1994 found me thirty and pregnant with our third child. I distinctly remember one night lying on my bed, watching the Winter Olympics in Lillehammer as my varicose veins throbbed and my belly wobbled and heard myself say "I'll never do that." I don't know what part of me had been so delusional that I thought I ever actually could do that (as in be in the Olympics or even be an athlete of any stripe) but there I was. Pregnant, thirty, and all washed up. My entire life I had looked ahead to the "some day" part of life and now, out of nowhere, I had passed that and was looking back with longing and regret for missed opportunities.
Fast forward a few months and I became the mother of a bouncing baby boy. I had heard a number of moms say "If you can handle three kids, you can handle any number above that." I am not so sure what I did counted as "handling" three kids. I cried. I despaired. I daydreamed about running off to Montana with my baby. I daydreamed about the OB that delivered my baby. Seriously. I got a freakin' crush on the doctor that delivered my baby. Who does that?
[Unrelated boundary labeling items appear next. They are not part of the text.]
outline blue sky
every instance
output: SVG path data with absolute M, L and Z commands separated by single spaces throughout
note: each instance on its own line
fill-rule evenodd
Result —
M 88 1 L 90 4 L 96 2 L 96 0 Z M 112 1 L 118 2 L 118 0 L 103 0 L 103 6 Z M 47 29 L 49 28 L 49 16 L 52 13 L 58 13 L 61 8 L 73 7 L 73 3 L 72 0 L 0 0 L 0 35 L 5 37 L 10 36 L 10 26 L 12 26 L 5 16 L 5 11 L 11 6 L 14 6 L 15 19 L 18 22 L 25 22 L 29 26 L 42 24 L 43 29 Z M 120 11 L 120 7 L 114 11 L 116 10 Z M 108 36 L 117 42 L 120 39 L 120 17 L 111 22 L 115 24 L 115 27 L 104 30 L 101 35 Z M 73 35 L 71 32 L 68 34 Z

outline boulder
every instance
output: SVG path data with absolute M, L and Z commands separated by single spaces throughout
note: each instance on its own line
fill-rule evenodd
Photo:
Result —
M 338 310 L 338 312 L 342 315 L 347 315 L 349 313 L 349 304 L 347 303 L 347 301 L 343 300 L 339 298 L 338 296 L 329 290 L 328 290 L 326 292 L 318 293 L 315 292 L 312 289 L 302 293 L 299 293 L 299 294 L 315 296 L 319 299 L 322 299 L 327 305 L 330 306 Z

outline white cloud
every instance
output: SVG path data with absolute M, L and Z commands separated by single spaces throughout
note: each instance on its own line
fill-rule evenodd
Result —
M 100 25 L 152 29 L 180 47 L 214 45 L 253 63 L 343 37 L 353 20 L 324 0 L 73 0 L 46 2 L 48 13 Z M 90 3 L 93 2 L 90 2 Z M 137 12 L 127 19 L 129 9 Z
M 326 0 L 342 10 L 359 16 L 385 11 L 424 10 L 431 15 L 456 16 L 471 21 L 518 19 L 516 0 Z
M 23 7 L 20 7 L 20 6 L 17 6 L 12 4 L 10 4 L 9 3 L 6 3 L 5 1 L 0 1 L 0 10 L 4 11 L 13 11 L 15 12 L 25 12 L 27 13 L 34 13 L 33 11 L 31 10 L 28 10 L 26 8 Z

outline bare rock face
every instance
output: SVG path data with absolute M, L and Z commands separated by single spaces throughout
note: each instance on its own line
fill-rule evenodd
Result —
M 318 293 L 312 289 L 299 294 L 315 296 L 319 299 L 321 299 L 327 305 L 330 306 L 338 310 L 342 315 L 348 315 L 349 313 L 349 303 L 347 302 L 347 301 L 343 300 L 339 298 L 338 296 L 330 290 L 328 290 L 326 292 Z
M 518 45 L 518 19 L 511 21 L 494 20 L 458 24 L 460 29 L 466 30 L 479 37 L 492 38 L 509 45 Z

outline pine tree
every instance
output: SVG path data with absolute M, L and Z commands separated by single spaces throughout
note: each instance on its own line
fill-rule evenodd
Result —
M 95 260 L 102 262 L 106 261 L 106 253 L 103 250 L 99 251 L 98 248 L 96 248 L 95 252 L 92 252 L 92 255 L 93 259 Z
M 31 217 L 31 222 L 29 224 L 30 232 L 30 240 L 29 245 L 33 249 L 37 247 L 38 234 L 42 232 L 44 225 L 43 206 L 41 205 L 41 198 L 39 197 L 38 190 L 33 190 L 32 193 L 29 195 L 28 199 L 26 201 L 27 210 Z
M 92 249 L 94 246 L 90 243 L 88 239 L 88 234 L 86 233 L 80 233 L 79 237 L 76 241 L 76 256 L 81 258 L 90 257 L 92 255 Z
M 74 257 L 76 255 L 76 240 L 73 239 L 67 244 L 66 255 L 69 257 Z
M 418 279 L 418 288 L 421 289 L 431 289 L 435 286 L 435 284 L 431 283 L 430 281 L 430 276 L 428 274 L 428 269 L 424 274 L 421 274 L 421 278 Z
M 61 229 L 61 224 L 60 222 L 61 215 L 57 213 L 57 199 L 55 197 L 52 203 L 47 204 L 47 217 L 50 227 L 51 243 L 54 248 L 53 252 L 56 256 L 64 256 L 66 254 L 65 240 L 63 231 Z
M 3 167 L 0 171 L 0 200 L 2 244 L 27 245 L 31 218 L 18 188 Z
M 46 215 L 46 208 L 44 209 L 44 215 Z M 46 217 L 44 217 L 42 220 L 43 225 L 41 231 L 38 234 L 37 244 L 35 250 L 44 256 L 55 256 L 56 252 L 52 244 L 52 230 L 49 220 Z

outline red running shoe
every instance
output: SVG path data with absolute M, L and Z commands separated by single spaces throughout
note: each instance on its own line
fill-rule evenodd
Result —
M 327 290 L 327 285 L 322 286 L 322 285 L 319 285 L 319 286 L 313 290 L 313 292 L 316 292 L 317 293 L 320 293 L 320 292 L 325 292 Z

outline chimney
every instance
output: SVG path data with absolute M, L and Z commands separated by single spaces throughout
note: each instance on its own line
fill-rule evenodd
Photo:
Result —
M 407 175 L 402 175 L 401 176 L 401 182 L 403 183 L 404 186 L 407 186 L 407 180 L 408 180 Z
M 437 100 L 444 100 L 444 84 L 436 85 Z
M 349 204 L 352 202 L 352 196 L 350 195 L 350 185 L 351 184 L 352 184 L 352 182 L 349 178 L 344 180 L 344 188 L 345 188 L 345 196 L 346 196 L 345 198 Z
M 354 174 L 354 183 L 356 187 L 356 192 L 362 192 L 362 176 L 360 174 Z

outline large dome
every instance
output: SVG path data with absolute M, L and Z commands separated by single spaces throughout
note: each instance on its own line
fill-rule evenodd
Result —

Postpartum with Baby #3 was just plain hard. Matt was working long, long hours and I wasn't so much depressed as resigned and hopeless. It was all too much and I really wanted to start over with a new and different life. Or at least a new and different husband. (Sorry, honey.)
To add insult to injury, enter The Ezzo Reign of Terror. As if I wasn't overwhelmed enough, Gary Ezzo's "Growing Kids God's Way" and "Preparation for Parenting/Babywise" parenting programs took hold in our church and in the Christian community at large. If you don't know about this, please read the link. It will help you understand the atmosphere I lived in.
Always up close and personal with insecurity, guilt, and crippling self-doubt, the emphasis that there was one way to Do It Right when it came to parenting was just disastrous for me. My thinking self read the material and recoiled at the ludicrous claims and cruel and even dangerous directives yet my emotional self hated being the odd man out and the one who didn't Do It Right.
Behind all of this stuff was a really distorted view of God. Even though at I had been a Christian for 13 years at this point, I still struggled terribly with my image of God as the stern taskmaster who was never, ever satisfied with my performance. So there I was. Convinced that God hated me because of my failure as a mother and convicted and horrified over my lack of love for my husband.
I was pretty much at the end of myself. Turns out that that is exactly where God wanted me.
My heart connected with so much of this... especially the damage done by feeling like we had to "do it God's Way" according to Mr Ezzo. That course only seemed to intensify the misconception that our loving God was a stern task master. Your story speaks words of truth that I have never been able to verbalized. Thank you.